An analogy: Arguing with someone face to face, if things degenerate, is like hand-to-hand combat. Of course, it's vicious, but one is forced to acknowledge the "thereness" of the opponent. It is personal; it is "bespoke"; that is, if we are any good at it, we design the argument to the opponent.
But not everyone is good at face to face, which is why many of us bite our tongues and feel somewhat pushed around.
Blogging, however, is like dropping bombs on faceless enemies from very high altitudes. There is a sense in which our opponents are not quite real, and I think it is much easier to drop our rhetorical bombs on them. And it is easier -- indeed, it is almost an aesthetic choice -- to amp up the explosive force of our arguments to increase the kill distance as much as possible.

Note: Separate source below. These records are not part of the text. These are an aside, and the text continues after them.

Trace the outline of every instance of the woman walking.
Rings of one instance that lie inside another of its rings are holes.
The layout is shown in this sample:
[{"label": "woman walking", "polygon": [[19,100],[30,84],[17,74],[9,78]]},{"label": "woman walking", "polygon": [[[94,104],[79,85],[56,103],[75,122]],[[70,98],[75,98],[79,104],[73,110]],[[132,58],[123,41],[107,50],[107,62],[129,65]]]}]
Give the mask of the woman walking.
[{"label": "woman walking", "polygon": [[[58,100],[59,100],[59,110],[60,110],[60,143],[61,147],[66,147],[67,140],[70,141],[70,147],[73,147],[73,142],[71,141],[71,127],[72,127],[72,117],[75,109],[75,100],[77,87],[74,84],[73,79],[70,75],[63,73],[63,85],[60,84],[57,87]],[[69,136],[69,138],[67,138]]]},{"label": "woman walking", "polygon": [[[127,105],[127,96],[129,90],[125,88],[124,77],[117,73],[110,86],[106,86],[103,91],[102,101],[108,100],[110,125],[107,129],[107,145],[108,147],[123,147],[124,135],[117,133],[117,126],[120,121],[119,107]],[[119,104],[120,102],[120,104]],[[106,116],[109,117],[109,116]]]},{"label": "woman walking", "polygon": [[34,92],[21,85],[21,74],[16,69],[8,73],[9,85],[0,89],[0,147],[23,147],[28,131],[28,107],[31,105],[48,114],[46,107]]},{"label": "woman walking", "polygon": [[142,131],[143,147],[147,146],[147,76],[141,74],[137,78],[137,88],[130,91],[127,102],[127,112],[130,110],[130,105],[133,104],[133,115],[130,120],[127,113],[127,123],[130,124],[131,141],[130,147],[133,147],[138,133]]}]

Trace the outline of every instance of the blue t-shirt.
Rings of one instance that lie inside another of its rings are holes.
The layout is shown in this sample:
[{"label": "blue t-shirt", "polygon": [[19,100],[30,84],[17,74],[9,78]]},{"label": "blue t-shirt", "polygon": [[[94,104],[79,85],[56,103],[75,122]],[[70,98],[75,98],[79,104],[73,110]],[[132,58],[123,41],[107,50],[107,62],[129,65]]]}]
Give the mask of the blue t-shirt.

From a distance, violence can be quite beautiful if it is large enough.
I also think sometimes we are particularly surprised, and thus grow even angrier, when our targets shoot back, spoiling the sweet afterglow of having written, marring the perfection of our satisfaction with our argument, which flowed so easily with no thought of a possible response forthcoming. Indeed, we rather imagined our opponents to be quite smashed flat. Yet here the bastards are, clawing up at us from the pit. Oh, there's a lesson here. Perhaps we should cultivate a more modest anger?
Do not take this reverie to mean I do not loathe certain corpulent distant faceless Republicans as one hates hell, all Montagues, etc.
But I don't hate Robert (Bob) Silverberg, who is just the loveliest plutocrat you could imagine. He's really more of a Libertarian than a Republican. Someday he and I will go hunting together, driving the "bad" Republicans before us with whips and clubs.
If the weather is good. If the weather is good.
And so back to my crowded desktop, where all the things I should know but don't -- carefully copied, carefully linked to -- go to die.